I’m sure you all know the man who walked on a tightrope across the World Trade Center in 1974, Philippe Petit? He achieved one of the most death defying walks of all time, but he was famous for saying later on, “I never take risks.” The walk, he explained, was so thought through, so rehearsed and took so long to plan, that by the time we stepped onto the wire, it was a sure thing. There was no fear. There was no risk of falling. Good preparations are often slow and boring. They take a long time.
I am not afraid of walking on the tightrope, in fact we’ve been doing it for ten years, and to the outside it may look like that, but inside we will be steady and without risk.
I was impressed with the whole day of meetings yesterday, how you worked together and talked through each topic area, brainstorming and addressing questions. It was great for building bridges between your teams. It was great for confirming things we knew, coming up with new concepts and identifying things that we would be smart to prioritize and move on this year.
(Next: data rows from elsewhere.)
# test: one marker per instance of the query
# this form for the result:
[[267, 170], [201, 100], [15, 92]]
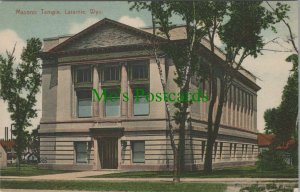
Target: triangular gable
[[104, 33]]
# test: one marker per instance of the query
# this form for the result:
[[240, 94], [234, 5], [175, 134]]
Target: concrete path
[[81, 176]]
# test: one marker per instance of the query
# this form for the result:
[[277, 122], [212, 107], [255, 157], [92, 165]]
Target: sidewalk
[[81, 176]]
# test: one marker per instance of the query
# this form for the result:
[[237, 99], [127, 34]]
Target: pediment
[[105, 33]]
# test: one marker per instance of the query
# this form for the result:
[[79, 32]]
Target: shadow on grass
[[236, 172], [28, 170]]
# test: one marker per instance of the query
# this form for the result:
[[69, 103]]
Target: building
[[8, 146], [3, 158], [81, 133], [286, 149]]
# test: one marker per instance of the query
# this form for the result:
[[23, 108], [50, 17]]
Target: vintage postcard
[[149, 96]]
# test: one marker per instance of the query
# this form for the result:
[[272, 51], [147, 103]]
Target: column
[[124, 89], [95, 86]]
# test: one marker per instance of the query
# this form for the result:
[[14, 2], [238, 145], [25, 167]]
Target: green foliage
[[113, 186], [268, 187], [282, 120], [19, 85], [271, 119], [271, 160]]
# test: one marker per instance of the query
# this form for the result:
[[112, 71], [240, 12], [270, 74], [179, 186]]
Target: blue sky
[[271, 67]]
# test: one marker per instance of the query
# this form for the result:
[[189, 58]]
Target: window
[[140, 101], [230, 150], [138, 152], [81, 152], [84, 103], [112, 104], [83, 74], [215, 150], [234, 151], [221, 150], [111, 73], [139, 72], [203, 150]]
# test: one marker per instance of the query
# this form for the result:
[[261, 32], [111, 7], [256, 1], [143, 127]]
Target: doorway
[[108, 152]]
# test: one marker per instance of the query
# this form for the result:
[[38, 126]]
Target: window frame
[[78, 99], [133, 151], [107, 66], [145, 87], [76, 143], [105, 107], [139, 63], [81, 67]]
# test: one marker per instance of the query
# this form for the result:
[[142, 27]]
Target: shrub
[[271, 160]]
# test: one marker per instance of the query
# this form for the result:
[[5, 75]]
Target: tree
[[241, 34], [283, 120], [19, 85], [185, 56], [271, 118]]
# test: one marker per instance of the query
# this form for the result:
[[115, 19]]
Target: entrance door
[[108, 152]]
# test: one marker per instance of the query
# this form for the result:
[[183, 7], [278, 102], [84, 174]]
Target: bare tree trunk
[[210, 140], [214, 124], [176, 174]]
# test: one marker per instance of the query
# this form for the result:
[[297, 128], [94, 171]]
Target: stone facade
[[112, 142]]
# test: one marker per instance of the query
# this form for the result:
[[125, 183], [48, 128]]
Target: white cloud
[[8, 39], [77, 27], [132, 21]]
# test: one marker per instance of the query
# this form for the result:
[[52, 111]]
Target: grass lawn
[[236, 172], [28, 170], [113, 186]]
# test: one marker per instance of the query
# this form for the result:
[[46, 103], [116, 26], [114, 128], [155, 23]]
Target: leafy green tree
[[20, 82], [271, 118], [185, 54], [241, 34], [283, 120]]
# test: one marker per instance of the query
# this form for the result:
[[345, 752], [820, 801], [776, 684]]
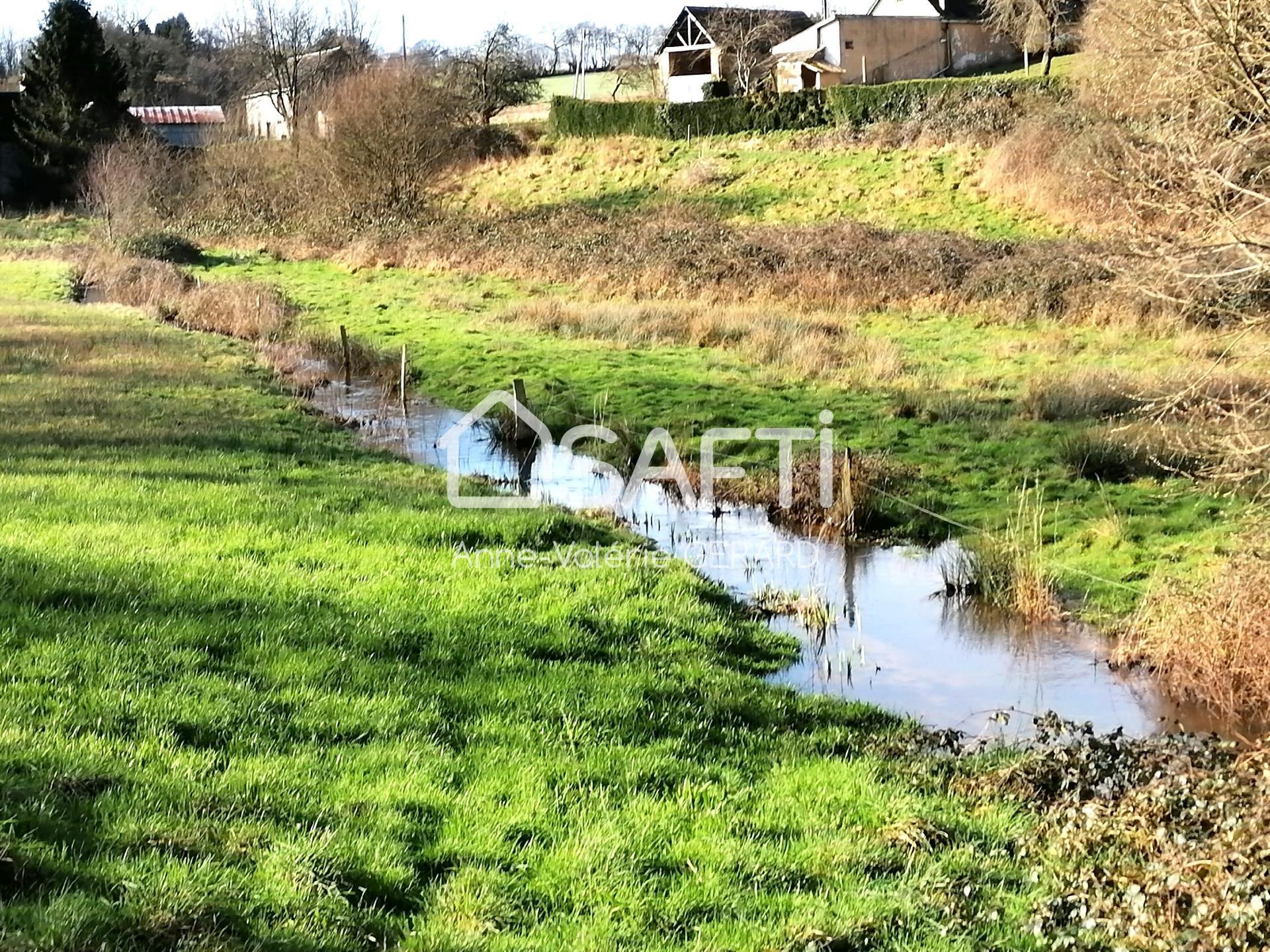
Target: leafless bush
[[244, 310], [130, 184], [392, 135], [1191, 79], [810, 346], [1209, 641], [1058, 163]]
The next step, and I would urge you to do it this morning, is to do a review of yesterday’s meetings and identify the action items that became clear. Don’t let time pass or let this energy fade. It is too important and what didn’t happen yesterday can happen today, which is the harvesting of the fruit of the day. I look forward to seeing these action items – mainly for the product pipeline – help to refocus our yearly goals in the next few weeks.
But also I want to say that you all spent a lot of time swapping hats in your conversations yesterday. You, the editors, got to think like product people, and you, the product guys, got to think like editors. You got to think for one another and brainstorm solutions that were largely technical and aimed at enhancing or improving the website so as to retain more readers. It was very strategic. This is good, because nowadays we all really do benefit from thinking like owners in this Crossfit kind of way where we don’t just write, for example, but we also think about how it will sit on the page or be distributed and shared.
This is good, but be careful. Remember that in the end of the day the single most important thing you editors can do to bring readers back and grow the audience is to write really, really well. Your super power is in creating brilliant content and there is no replacement for this. The same goes for the product team, though what they create has a different form – they need to bring their full creativity to creating an environment that flows to the readers in a powerful, unique way that will make them appreciate the whole interaction.
This is where the quality of what you do as independent departments really, really counts. In particular, in writing I think there has been a total underestimation of the power of good writing and how difficult it is to actually do. Remember when you used to pull up search returns and end up on About.com a few years ago? Total crap, right? Eventually you just avoided those sites. There used to be really cool little sites with good stuff and big sites that we just boring or aggregators playing a Google game. It’s not much better these days and there are so many sites out there that have no voice, no character and are still just crap. They make no impression. Many of these sites are now the click bait sites like Upworthy, Mashable, Buzzfeed etc and they make sense to a certain extent because there is a very real land grab going on right now that doesn’t have much to do with writing. It has to do with dominating search and social media.
But this will not last forever, and I’ve always been impressed that Nick over at Gawker has been a fierce advocate for writing and his writer’s excellence from day one. No matter what you think of his sites, they have powerful, memorable writing with a real perspective on the world that you remember. That’s what brings readers back again and again, and it is what we have but never need to stop improving on. Our writing and ability to create in general – in words, picture and video – is our canvas on which to develop a strong voice and view of the world. It will be the thing that makes our readers most loyal and which makes us strong in front of a growing audience when others fade.